Kai Gniffke, der Vorsitzende der ARD, hat in einem Gespräch mit der Deutschen Presse-Agentur ein überraschendes Angebot unterbreitet: Anstelle einer gesetzlichen Regelung zur Begrenzung der Presseähnlichkeit der öffentlich-rechtlichen Angebote, soll eine Selbstverpflichtung der Sender treten. Doch Matthias Ditzen-Blanke, der Vorsitzende des Bundesverbands Digitalpublisher und Zeitungsverleger (BDZV), sieht darin eher einen Trick als eine echte Lösung. Er verweist darauf, dass in den vergangenen Jahren bereits zahlreiche Schlichtungsversuche stattgefunden haben, ohne dass eine solche Selbstverpflichtung zustande gekommen wäre. Auch Stefan Hilscher, Sprecher des BDZV, äußert Zweifel an der Aufrichtigkeit des Angebots. Er fragt sich, ob Gniffke die Verleger und Politiker für so naiv hält, dass sie auf dieses Angebot eingehen würden.

Erfahrungen mit dem Südwestrundfunk

Die Verlage im Südwesten Deutschlands haben bereits Erfahrungen mit dem Südwestrundfunk (SWR) gemacht, der unter der Leitung von Kai Gniffke steht.

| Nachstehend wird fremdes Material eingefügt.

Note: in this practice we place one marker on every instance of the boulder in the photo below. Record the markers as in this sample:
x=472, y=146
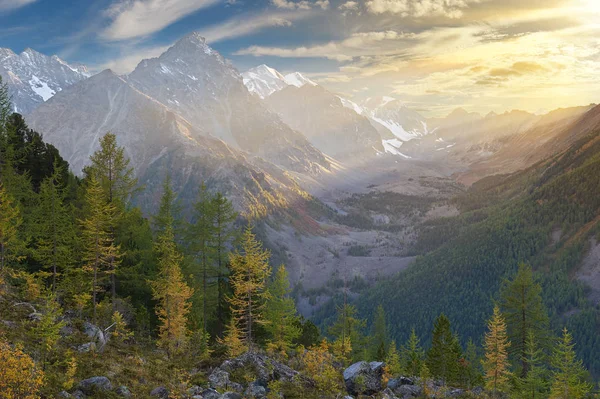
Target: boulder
x=364, y=378
x=407, y=391
x=123, y=391
x=219, y=379
x=265, y=369
x=255, y=390
x=94, y=385
x=210, y=394
x=160, y=393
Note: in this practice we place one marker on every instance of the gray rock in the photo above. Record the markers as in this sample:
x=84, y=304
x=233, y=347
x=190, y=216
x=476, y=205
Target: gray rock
x=364, y=378
x=407, y=391
x=255, y=390
x=123, y=391
x=94, y=384
x=210, y=394
x=219, y=379
x=160, y=392
x=88, y=347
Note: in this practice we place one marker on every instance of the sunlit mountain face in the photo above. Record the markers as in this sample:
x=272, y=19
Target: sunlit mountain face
x=426, y=171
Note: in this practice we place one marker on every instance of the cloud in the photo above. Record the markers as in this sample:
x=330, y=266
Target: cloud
x=358, y=44
x=6, y=5
x=300, y=5
x=420, y=8
x=132, y=19
x=246, y=25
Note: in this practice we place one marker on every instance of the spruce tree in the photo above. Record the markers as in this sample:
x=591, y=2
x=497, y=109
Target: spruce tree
x=249, y=272
x=412, y=355
x=100, y=251
x=495, y=363
x=442, y=357
x=10, y=223
x=110, y=167
x=55, y=233
x=569, y=375
x=524, y=312
x=171, y=292
x=201, y=235
x=379, y=335
x=225, y=235
x=280, y=315
x=535, y=384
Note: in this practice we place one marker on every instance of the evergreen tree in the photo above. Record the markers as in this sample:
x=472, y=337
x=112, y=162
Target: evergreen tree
x=225, y=234
x=55, y=233
x=379, y=335
x=393, y=365
x=412, y=355
x=111, y=168
x=201, y=235
x=347, y=332
x=100, y=251
x=442, y=358
x=524, y=312
x=535, y=384
x=249, y=272
x=172, y=293
x=569, y=375
x=10, y=222
x=495, y=364
x=280, y=315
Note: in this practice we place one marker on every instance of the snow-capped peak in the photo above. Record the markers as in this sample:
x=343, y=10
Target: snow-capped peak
x=298, y=80
x=264, y=80
x=33, y=78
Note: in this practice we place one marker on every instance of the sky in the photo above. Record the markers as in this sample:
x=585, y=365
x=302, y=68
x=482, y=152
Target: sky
x=434, y=55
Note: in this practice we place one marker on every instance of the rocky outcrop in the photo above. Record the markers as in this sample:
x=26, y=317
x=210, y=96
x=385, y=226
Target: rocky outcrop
x=364, y=378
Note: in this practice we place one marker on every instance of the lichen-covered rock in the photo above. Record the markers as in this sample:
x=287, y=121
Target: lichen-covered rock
x=219, y=379
x=160, y=393
x=210, y=394
x=94, y=385
x=364, y=378
x=255, y=390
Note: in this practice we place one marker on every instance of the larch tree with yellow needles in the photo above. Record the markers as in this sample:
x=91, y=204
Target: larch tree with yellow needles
x=495, y=363
x=249, y=272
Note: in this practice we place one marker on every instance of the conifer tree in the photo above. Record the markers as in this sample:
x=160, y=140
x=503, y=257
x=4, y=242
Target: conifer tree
x=201, y=235
x=280, y=315
x=524, y=312
x=172, y=293
x=393, y=365
x=249, y=272
x=442, y=357
x=55, y=234
x=10, y=222
x=225, y=234
x=412, y=355
x=569, y=375
x=379, y=335
x=99, y=247
x=495, y=364
x=535, y=384
x=111, y=168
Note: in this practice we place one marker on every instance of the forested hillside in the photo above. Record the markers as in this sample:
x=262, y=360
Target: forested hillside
x=544, y=216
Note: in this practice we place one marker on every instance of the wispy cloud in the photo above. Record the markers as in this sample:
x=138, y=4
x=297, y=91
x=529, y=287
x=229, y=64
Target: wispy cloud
x=132, y=19
x=246, y=25
x=7, y=5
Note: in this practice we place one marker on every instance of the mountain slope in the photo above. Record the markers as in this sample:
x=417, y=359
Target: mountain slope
x=33, y=78
x=326, y=122
x=201, y=86
x=544, y=216
x=158, y=141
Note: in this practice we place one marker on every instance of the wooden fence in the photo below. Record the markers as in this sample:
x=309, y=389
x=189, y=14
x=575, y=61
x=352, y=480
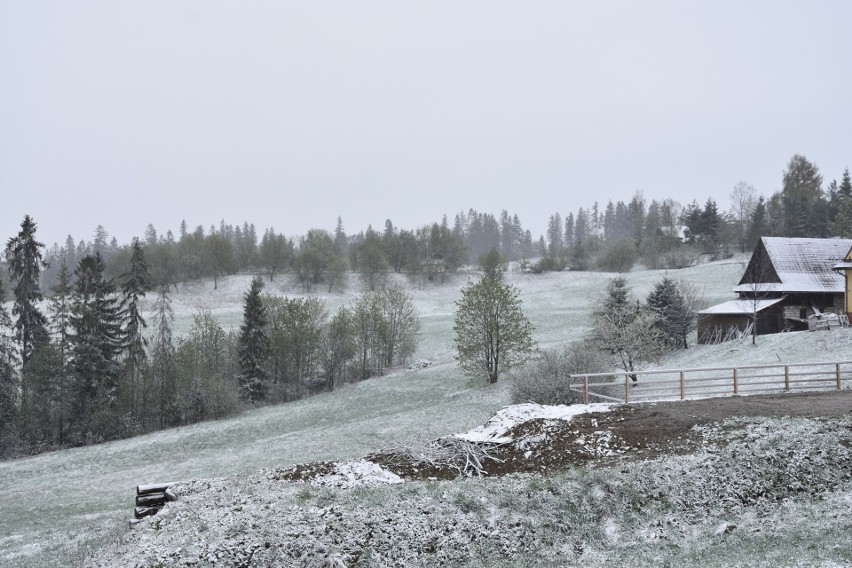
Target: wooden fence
x=666, y=384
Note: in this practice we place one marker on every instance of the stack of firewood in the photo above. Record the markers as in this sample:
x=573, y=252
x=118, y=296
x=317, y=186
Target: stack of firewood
x=151, y=498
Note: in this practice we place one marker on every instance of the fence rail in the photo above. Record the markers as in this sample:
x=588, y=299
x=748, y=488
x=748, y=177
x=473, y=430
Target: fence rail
x=627, y=386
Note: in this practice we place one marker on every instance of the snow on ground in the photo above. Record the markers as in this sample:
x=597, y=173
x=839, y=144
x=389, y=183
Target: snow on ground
x=497, y=427
x=356, y=474
x=45, y=522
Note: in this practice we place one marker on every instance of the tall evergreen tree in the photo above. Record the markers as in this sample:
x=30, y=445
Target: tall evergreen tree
x=96, y=345
x=254, y=346
x=8, y=378
x=757, y=225
x=804, y=205
x=162, y=360
x=133, y=341
x=60, y=310
x=23, y=253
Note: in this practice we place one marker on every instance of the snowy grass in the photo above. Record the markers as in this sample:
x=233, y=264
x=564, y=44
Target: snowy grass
x=757, y=495
x=56, y=506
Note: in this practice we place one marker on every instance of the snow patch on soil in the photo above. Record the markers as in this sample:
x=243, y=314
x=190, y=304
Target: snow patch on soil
x=496, y=429
x=356, y=474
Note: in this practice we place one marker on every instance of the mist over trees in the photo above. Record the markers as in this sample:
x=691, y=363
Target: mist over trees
x=80, y=364
x=91, y=368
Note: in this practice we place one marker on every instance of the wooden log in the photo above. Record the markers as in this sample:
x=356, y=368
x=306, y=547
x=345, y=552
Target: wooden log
x=142, y=512
x=151, y=500
x=153, y=488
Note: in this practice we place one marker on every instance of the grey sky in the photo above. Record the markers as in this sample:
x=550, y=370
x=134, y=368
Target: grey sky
x=287, y=114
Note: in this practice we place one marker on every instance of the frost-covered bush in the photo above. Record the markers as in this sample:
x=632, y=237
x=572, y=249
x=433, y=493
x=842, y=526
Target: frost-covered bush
x=549, y=378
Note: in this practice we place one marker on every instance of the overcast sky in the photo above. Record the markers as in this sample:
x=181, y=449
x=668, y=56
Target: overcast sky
x=288, y=114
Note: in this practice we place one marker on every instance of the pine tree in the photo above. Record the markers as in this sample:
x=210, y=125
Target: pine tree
x=757, y=225
x=667, y=303
x=95, y=346
x=60, y=310
x=133, y=341
x=253, y=346
x=162, y=360
x=8, y=379
x=23, y=254
x=802, y=200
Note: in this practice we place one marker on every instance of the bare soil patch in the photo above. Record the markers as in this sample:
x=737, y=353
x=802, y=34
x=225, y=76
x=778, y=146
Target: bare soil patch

Dabei ging es um die App "Newszone", die von den Verlagen als Wettbewerbsverzerrung empfunden wurde. Hilscher kritisiert, dass Gniffke und der SWR sich in diesem Rechtsstreit so verhalten haben, dass die Verlage gezwungen waren, langwierige Gerichtsverfahren zu führen. Er sieht darin ein Muster, das sich nun auch auf Bundesebene abzeichnet.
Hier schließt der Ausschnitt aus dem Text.